I talked with my 85 year old father today.  He said something like “So you’re looking forward to coming home, because I miss you and many other people miss you too…”  My immediate thought was no, I’m not looking forward to coming home.  My ‘home’ is a miserable place, a job in which I am devalued and constantly on edge, never knowing whether I’ll have work for the next semester, no chance of achieving an ongoing position.  Children who I adore but I cannot continue to be their all when living a life of discontent.  A complete lack of ‘community’, where I sit at home on my own and wallow in my misery.  A lack of meaning and feeling as if I am contributing to the world.  Here I feel as if I am on my way to contributing.  To helping others achieve, to inspire, to educate, to share my knowledge and be a part of improving the lives of others.  I don’t want to go home.

Is this selfish?  Am I only thinking of myself?  Or does a meaningful life actually matter?  It seems to matter to me.  I have worked hard for a long time to develop the skills that I want to share with others.  I have tried to do that in my ‘home’ context, in working with students in Australian universities to inspire, to provoke, to work towards a better future for their students and the world.  Sometimes this feels like an achievement, as if I’ve made a difference.  And then I get my student evaluations, I get rejected for ongoing positions, I feel like I’m not inspiring, or achieving, or doing anything of any value to anyone.  I feel like a failure, with nothing to offer.
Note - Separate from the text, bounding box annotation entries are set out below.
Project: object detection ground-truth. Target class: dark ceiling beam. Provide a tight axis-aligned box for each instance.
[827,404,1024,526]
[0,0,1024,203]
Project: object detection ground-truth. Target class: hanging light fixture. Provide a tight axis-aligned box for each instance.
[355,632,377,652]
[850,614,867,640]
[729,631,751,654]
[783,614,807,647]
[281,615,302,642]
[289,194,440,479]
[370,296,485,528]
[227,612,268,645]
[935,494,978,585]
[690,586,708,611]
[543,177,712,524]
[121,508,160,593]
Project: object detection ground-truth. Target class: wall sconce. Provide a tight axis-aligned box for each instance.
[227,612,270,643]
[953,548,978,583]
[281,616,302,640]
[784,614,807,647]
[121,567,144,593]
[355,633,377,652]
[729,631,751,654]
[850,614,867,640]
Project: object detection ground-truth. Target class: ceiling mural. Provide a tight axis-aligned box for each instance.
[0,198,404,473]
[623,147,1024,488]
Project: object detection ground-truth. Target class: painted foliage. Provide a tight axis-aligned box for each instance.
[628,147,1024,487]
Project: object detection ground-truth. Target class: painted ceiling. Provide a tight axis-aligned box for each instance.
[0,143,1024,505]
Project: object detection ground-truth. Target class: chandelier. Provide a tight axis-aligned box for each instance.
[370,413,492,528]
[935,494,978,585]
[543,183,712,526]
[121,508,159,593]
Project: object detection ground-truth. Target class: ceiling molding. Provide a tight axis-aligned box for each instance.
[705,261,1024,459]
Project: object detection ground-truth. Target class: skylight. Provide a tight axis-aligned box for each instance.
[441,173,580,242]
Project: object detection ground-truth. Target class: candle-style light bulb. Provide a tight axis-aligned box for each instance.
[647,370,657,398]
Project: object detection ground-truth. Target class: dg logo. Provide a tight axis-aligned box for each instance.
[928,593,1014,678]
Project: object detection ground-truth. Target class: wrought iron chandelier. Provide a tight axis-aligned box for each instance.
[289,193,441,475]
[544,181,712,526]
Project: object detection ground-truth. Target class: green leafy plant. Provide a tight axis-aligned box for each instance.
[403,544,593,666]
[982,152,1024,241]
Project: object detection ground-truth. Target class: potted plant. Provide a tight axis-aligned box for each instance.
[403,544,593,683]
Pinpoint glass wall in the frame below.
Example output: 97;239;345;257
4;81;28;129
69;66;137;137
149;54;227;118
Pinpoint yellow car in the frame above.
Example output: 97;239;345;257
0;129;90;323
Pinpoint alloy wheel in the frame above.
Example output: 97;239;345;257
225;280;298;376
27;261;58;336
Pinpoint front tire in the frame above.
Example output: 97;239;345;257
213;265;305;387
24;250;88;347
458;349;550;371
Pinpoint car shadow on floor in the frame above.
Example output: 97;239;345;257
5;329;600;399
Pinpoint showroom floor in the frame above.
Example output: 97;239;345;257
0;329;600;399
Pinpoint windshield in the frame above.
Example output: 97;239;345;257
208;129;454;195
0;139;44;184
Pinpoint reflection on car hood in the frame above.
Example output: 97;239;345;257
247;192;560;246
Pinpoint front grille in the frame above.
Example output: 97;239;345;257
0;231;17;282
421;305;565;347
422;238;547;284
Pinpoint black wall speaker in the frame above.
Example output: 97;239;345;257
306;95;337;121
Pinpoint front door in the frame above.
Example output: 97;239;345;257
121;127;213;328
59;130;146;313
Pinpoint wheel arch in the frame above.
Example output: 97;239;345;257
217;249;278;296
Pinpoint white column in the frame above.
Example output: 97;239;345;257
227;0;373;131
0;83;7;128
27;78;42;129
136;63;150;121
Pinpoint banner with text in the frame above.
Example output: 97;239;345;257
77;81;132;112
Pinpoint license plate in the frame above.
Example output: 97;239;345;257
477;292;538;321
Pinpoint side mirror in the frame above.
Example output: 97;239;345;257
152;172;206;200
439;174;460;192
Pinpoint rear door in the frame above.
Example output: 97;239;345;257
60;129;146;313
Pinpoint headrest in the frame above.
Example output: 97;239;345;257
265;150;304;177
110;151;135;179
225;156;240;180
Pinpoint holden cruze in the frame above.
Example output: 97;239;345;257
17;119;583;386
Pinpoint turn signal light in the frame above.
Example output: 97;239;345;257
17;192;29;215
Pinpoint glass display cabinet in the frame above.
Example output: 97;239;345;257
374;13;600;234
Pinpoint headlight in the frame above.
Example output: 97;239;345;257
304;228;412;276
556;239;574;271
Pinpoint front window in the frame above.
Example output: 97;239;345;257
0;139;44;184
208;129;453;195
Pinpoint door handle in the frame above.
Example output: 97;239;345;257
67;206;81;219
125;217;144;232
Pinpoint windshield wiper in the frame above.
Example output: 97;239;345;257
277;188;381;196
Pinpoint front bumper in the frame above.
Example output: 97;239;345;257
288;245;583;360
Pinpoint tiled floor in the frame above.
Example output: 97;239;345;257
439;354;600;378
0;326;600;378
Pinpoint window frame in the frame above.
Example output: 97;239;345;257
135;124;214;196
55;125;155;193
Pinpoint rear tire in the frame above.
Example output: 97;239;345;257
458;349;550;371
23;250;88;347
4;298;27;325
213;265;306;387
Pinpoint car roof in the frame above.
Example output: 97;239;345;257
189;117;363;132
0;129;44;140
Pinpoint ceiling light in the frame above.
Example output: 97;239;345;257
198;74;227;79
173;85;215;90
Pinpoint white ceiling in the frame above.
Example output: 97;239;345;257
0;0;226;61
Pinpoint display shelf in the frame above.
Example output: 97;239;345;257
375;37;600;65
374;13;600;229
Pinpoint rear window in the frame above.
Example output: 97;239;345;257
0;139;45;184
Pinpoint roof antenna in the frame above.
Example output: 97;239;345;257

God I hate that feeling, but it’s real, and it hurts.

So I leave Australia, I work here as a volunteer, supported by the Australian government.  I feel as if I have some purpose to what I’m doing.  I feel as if people appreciate what I’m doing.  People seem to acknowledge and recognise that what I’m doing is selfless – this is not for me.  I have knowledge and ability and I can share it unselfishly – I simply need enough money to live, and beyond that, I will give what I can.

This is the dilemma I find myself in.

Addendum:  a year later, another volunteer position in a different country…

The dilemma is still with me.  Again I find myself in a position that feels right – in a position that welcomes me and my skills, where I feel I can make a difference, where I am challenged every day.  As I leave home, my father hugs me and every time it feels like the last goodbye.  My children hug me as I farewell them, and I assure myself that my discontent presence is more damaging than my content distance – that technology provides a channel for more communication than would be possible with my presence.

I was asked by a friend why I didn’t look for the same work in my own country – out of respect for being a closer part of my kids’ lives, and (presumably) to work for the betterment of my own country rather than overseas.  It is difficult to articulate why I do not have any desire to work in my own country, but I think I have expressed this in many ways over many years.

Professionally, there are people who have training and experience in my profession who can certainly do these (local) jobs and who I would have to compete with based on questionable measures of competence.  I am tired of battling to prove myself, to present myself in an ‘acceptable’ manner, to write and to speak in a way that is not true to myself and has nothing to do with what I want to accomplish and how I want to work with others.  Or how I can draw on a life-time of experience that doesn’t ‘fit’ in my ‘3 page max CV’ and certainly isn’t mentioned in job interviews.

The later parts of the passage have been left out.